Woods did two tours during the Vietnam War as a member of the
U.S. Army Special Forces, rising to the rank of lieutenant colonel.
It was his second tour that shaped the latter part of his life.

He met Kultida Punsawad, who was working as a receptionist in
Thailand, and married her in 1969. He fought alongside Lt. Col.
Nguyen T. Phong of the South Vietnamese army, a friend he nicknamed
"Tiger" because of his courage and bravery. Woods promised Tiger
Phong that he would name a son after him.

Eldrick "Tiger" Woods was born Dec. 30, 1975.

Earl Woods moved to Cypress, Calif., -- to the house where he
died -- and set up a makeshift practice range in the garage with a
mat and a net, placing his son in a high chair as he practiced.
The education went beyond swinging a club.

"I tried to break him down mentally, tried to intimidate him
verbally, by saying, 'Water on the right, OB on the left,' just
before his downswing," Woods once said in an AP interview. "He
would look at me with the most evil look, but he wasn't permitted
to say anything. That's the frustration. He couldn't say a word,
but he always had an escape word. He never used it.

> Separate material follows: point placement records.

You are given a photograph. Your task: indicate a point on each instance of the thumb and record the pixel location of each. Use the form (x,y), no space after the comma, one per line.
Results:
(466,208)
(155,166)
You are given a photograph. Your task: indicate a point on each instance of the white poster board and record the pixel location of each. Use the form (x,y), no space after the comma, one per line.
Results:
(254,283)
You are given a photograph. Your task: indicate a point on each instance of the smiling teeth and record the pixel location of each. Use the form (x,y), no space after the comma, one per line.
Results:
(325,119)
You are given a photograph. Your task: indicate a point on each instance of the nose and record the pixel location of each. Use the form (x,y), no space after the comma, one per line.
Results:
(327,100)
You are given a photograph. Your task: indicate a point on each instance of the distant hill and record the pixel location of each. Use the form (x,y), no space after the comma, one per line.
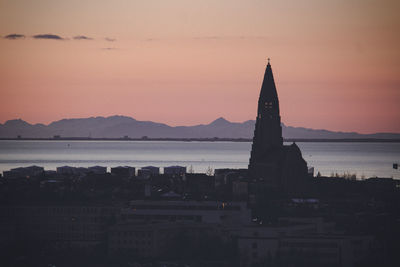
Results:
(120,126)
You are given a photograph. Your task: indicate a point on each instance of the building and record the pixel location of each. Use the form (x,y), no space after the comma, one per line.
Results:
(300,242)
(123,171)
(24,172)
(97,169)
(148,171)
(274,165)
(174,170)
(232,213)
(82,226)
(157,239)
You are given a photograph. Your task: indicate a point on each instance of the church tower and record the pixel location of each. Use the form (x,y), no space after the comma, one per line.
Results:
(273,164)
(268,130)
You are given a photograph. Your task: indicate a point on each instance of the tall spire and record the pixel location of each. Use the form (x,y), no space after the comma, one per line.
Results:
(268,130)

"One day I did all my tricks, and he looked at me and smiled,"
Woods said. "At the end of the round, I told him, 'Tiger, you've
completed the training.' And I made him a promise. 'You'll never
run into another person as mentally tough as you.' He hasn't. And
he won't."

Woods was proud of saying he never left his son with a
babysitter, but his goal was to eventually let Tiger run his own
life.

"I had pulled back, one item at a time," Woods once told the
AP. "Instead of going to several tournaments, it was a couple of
tournaments, then one tournament. All of a sudden, he was running
everything. I stood there and watched it happen. Because that was
my job -- to prepare him to leave."

Besides his wife and Tiger, Woods is survived by three children
from his previous marriage.

A private service will be held Friday.